6. Memori kelam masa lalu

11 5 0
                                    

Malam itu, hujan turun dengan amat deras. Suara guntur menyambar nyaring, mempertahankan kesadaran mata walau waktu sudah kian larut. Titik-titik air hujan tersapu embusan angin, menghujam atap rumah bak ribuan anak panah. Seolah mereka, bekerja sama untuk menutupi suara bantingan benda-benda yang menguap dan saling menimpa.

Pak de kusno meraih sejumput surai istrinya dan menariknya kuat-kuat, seperti kulit kepalanya akan rontok saat itu juga, bu Rahayu meraung keras—memohon untuk dilepaskan tapi berakhir tak dihiraukan oleh suaminya.

Berawal dari perdebatan mulut yang kian hari kian memanas, tapi bu Rahayu sama sekali tidak menyangka bahwa suaminya akan menggunakan kekerasan fisik. Ini pertama kali dalam perikahan mereka.

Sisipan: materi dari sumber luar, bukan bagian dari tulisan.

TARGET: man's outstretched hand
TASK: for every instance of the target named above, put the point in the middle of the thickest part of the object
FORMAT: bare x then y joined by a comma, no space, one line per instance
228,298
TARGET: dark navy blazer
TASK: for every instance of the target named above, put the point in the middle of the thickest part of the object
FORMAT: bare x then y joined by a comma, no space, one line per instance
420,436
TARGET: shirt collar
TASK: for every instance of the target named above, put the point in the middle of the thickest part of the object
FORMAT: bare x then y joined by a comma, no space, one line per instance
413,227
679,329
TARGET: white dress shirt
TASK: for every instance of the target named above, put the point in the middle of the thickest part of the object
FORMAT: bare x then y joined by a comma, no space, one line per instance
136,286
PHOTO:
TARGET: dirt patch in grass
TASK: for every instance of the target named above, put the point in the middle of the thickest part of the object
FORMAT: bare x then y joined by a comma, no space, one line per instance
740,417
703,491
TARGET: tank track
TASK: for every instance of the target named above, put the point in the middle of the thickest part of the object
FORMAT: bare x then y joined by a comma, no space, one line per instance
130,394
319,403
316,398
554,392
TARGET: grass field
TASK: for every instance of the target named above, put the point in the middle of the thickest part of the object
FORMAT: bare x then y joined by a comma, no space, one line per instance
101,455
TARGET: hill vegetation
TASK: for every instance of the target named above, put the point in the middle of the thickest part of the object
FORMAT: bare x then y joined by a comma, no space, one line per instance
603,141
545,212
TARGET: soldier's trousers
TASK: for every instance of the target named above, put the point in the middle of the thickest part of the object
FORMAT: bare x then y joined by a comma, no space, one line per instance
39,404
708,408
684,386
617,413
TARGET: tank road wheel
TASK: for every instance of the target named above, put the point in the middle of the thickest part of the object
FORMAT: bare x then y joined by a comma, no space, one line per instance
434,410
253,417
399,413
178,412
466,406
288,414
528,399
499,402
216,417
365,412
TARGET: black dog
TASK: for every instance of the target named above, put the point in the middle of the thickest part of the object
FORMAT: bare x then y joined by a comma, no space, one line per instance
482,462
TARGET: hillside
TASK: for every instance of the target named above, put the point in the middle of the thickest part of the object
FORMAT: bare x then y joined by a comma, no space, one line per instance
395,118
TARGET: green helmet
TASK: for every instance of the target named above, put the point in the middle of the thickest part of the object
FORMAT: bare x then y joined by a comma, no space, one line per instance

Bu rahyu menjerit keras saat tubuhnya didorong kuat dan berakhir menabrakkan dirinya pada lemari kaca membuat barang-barang didalamnya bergoyang dan nyaris jatuh. Wajahnya menampar pintu lemari kaca, ringisannya kembali keluar.

"Tarik ucapanmu yang tadi!" suara tegas pak de Kusno menyentak lantam pendengaran bu Rahayu.

Diambang kesakitan yang menyiksa fisik dan batinnya, bu Rahayu dengan sekuat tenaga menggelengkan kepala. Air matanya luruh ke bawah, sesaat pipinya terasa pedih sebab bergesekkan dengan permukaan kasar kayu. Dari pantulan lemari kaca, ia dapat melihat wajah suaminya yang tampak berubah menjadi sosok iblis yang kejam dan tak punya belas kasihan. Tidak ada senyuman hangat seperti dulu, yang ia saksikan kini hanyalah napsu bejatnya untuk memaksa orang agar sejalan dengan jalan pikiran pria itu.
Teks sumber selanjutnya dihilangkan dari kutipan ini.